It took only ten seconds to destroy four Auxilia Chimeras. As the next two exploded, the enemy pinpointed where the threat was and tried to act, but Stein knew from harsh personal experience that it was difficult to kill an enemy when pieces of blown-up Chimera were falling on you.

He could hear Taylor screaming angry curses at the enemy as she drove, and he found himself grinning at the sheer impossibility of their run. He fired again, and again.

The remaining Chimera drivers finally realized how vulnerable they were and tried to move their vehicles. Taylor, though, proved to be an able driver. She swerved the Basilisk in an S-shape that brought the cannon into perfect alignment with the slow-to start armored vehicles.

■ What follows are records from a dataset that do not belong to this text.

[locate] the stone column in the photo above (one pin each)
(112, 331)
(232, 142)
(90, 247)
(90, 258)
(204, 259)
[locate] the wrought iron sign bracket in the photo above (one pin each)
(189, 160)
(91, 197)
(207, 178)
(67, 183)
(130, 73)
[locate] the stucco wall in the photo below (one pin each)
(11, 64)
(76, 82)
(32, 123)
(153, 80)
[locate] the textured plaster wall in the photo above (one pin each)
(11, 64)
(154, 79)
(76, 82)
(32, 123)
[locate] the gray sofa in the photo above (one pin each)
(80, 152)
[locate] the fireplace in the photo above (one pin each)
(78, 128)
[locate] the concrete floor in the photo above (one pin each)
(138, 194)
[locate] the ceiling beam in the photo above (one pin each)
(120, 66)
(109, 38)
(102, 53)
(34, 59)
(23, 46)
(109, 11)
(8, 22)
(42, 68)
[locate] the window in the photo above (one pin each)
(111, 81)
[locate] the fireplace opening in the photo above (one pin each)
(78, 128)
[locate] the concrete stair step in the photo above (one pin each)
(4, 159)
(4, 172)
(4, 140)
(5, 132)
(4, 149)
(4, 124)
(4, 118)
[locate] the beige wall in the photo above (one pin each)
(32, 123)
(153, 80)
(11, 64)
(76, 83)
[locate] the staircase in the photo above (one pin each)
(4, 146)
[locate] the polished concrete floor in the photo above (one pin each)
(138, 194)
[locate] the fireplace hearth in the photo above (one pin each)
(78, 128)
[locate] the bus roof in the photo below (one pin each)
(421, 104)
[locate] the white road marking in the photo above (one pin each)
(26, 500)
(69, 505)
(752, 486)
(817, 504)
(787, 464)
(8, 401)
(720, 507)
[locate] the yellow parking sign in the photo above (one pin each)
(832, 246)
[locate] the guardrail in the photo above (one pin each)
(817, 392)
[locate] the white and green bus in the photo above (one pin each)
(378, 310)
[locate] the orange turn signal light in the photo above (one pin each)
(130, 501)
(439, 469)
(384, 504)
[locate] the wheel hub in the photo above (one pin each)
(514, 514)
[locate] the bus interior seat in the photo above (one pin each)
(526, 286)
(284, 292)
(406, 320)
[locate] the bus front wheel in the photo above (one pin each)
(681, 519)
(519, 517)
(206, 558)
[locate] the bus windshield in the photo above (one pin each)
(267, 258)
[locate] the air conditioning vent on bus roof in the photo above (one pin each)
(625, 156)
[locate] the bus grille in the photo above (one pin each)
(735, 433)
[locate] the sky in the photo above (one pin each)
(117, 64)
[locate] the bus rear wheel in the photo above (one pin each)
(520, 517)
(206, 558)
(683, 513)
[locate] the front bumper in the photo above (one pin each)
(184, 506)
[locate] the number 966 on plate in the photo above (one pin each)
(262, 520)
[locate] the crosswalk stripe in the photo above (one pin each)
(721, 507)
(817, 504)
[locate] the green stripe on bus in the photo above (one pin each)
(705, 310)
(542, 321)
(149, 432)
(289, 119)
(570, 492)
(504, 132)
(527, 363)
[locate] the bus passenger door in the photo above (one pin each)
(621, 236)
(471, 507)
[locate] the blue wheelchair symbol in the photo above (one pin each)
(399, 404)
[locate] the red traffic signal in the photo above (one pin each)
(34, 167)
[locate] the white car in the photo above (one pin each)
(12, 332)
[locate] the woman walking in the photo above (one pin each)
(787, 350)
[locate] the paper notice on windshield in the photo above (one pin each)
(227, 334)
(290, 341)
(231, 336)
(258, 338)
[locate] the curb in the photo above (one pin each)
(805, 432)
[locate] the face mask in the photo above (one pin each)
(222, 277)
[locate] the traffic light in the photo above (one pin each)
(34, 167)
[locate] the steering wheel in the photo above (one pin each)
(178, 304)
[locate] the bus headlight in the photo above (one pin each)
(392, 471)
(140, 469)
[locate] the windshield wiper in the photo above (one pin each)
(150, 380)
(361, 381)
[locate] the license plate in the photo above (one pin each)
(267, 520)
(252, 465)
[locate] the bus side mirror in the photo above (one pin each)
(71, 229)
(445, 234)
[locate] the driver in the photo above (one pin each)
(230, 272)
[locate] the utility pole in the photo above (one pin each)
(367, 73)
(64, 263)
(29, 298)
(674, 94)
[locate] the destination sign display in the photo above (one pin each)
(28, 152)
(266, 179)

Stein fired, one shell after the other.

Lasbolts began to pelt against the cannon's armor plates. He ducked down behind the side armor of the basilisk cannon compartment, but kept firing. The last two enemy Chimeras broke away from the enemy formation, and did so in different directions, that Taylor had to choose. She chose the target that was moving against the civilians, and Stein did his part to blow the armored vehicle all the way to the Warp.

The other escaping Chimera turned its mounted multi-laser on them and opened fire.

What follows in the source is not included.